Fellini puts on a show with the decadent lifestyle of the wealthy here. The comedy-drama follows a series of events in which paparazzo Marcello Rubini is slowly consumed by the riches and wealth he reports on. Self-indulgence leads to self-loathing, and so the portrait is painted of an intelligent yet shallow man. Characters with detestable qualities flood the screen, yet their every action has us glued to them: such is the magnificence of Fellini and the cast. The film itself is a wondrous exploration of The Good Life.

#5: “The Good, the Bad and the Ugly” (1966)

Sergio Leone’s sprawling Spaghetti Western follows three gunslingers looking for 200-thousand dollars in stolen gold buried in a remote cemetery. Clint Eastwood stars as “The Good”, otherwise known as The Man With No Name, and the one with a sense of honor; Lee Van Cleef’s “The Bad” is a ruthless killer looking out for himself; and Eli Wallach is Tuco “The Ugly”, representing humanity’s unpleasant side as he’s driven by impulse and rage, stealing and lying to get his way. Masterful storytelling and pacing make the film’s epic length fly by, with an iconic score by Ennio Morricone that adds to every scene, creating a mood that draws the viewer in and never lets go.

#4: “Nuovo Cinema Paradiso” (1988)

A love letter to movies, Giuseppe Tornatore’s “Nuovo Cinema Paradiso” follows the life of filmmaker Salvatore “Toto” Di Vita. In the first part of the drama, we see young Toto fall in love with movies as he forms a bond with Alfredo, the local theater’s projectionist. In later parts, we witness the tragic love story blossoming between Toto and Elena. Simple and straightforward, with amazing visuals and a terrific musical score, this cinematic masterpiece will have you laughing and crying as memories of the past and pure emotion take over.

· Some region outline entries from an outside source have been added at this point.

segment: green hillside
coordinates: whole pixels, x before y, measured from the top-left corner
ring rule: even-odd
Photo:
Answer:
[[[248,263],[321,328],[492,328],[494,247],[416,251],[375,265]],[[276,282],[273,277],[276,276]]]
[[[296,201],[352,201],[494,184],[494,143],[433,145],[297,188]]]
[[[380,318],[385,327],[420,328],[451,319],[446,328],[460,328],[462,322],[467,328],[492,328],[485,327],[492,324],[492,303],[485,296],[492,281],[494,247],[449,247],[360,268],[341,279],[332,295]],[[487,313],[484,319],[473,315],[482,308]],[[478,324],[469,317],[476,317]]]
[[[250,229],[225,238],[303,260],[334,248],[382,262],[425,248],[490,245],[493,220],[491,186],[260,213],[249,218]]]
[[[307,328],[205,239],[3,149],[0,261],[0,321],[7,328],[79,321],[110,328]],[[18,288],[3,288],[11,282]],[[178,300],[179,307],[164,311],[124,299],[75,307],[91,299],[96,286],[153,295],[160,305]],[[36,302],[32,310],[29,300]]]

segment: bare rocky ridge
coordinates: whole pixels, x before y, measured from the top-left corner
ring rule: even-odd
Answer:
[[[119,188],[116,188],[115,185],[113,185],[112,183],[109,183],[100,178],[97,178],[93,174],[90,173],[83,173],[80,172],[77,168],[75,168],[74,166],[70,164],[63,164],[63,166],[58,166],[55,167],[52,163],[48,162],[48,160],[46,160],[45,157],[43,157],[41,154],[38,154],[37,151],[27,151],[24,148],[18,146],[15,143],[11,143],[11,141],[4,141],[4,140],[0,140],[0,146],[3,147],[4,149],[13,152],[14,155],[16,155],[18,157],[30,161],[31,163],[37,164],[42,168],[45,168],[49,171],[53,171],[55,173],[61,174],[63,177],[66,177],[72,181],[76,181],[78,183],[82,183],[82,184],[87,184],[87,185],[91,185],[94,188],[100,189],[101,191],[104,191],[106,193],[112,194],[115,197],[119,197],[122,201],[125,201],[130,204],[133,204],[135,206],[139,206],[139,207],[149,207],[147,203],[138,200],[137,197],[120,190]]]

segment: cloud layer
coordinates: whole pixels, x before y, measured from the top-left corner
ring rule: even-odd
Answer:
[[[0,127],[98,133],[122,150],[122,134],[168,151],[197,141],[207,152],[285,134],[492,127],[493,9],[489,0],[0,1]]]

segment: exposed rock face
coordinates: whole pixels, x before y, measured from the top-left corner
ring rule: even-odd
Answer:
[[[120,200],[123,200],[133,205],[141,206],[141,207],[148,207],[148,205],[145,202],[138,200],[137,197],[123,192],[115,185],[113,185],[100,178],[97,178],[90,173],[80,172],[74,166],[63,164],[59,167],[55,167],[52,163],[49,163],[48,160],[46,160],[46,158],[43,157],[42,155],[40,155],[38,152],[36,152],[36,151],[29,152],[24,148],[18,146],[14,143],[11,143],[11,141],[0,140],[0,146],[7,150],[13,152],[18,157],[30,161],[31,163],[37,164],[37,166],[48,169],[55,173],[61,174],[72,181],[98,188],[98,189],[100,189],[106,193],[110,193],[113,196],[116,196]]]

#3: “Life Is Beautiful” (1997)

Winner of three Oscars including Best Foreign Language Film, “Life Is Beautiful” isn’t your typical WWII film. A blend of simple comedy and drama breathes emotion and life into every scene as the carefree Jewish bookkeeper Guido, played masterfully by Roberto Benigni, finds love and a family before German forces occupy Italy and send him, his wife and his son to a concentration camp. To survive the camp and to hide the horrors of war from his son, Guido presents their situation as a game. It’s a simple but touching tale about the human spirit, where a man does everything in his power to protect his family.

#2: “8 ½” (1963)

From the opening dream sequence in which a man is trapped in his car, viewers know they’re about to go on an exhilarating ride into the mind of Fellini with this comedy-drama. The man in question is Guido Anselmi, a film director preparing to shoot a new, big budget film. This large task, along with the expectations of his crew and the difficulties of marriage, take a toll on him, and he resorts to dreams and fantasies as a way to cope. Shot in black and white, with beautiful images and a mesmerizing score, “8 ½” serves as a journey into the consciousness of a man who’s trying to make sense of his life.

Before we reveal our number one pick, here are a few honorable mentions:
- “Suspiria” (1977)
- “Nights of Cabiria” (1957)
- “The Best of Youth” (2003)
- “The Great Beauty” (2013)

#1: “Bicycle Thieves” (1948)

From a powerful social commentary to the relationship between a father and son, Vittorio De Sica’s “Bicycle Thieves” succeeds on many levels. After the bicycle that’s vital to his job is stolen, a man and his son undertake a grueling search throughout Rome. Though the film is filled with a myriad of brilliant scenes, none is as poignant as the neorealist drama’s restaurant sequence, in which the two dine excitedly, with the father sharing a resonating quote. For over six decades, this film has stood the test of time, showering the viewer with a rainbow of emotions. Something as simple as a bike can mean the world to someone and thanks to this film, it does to us.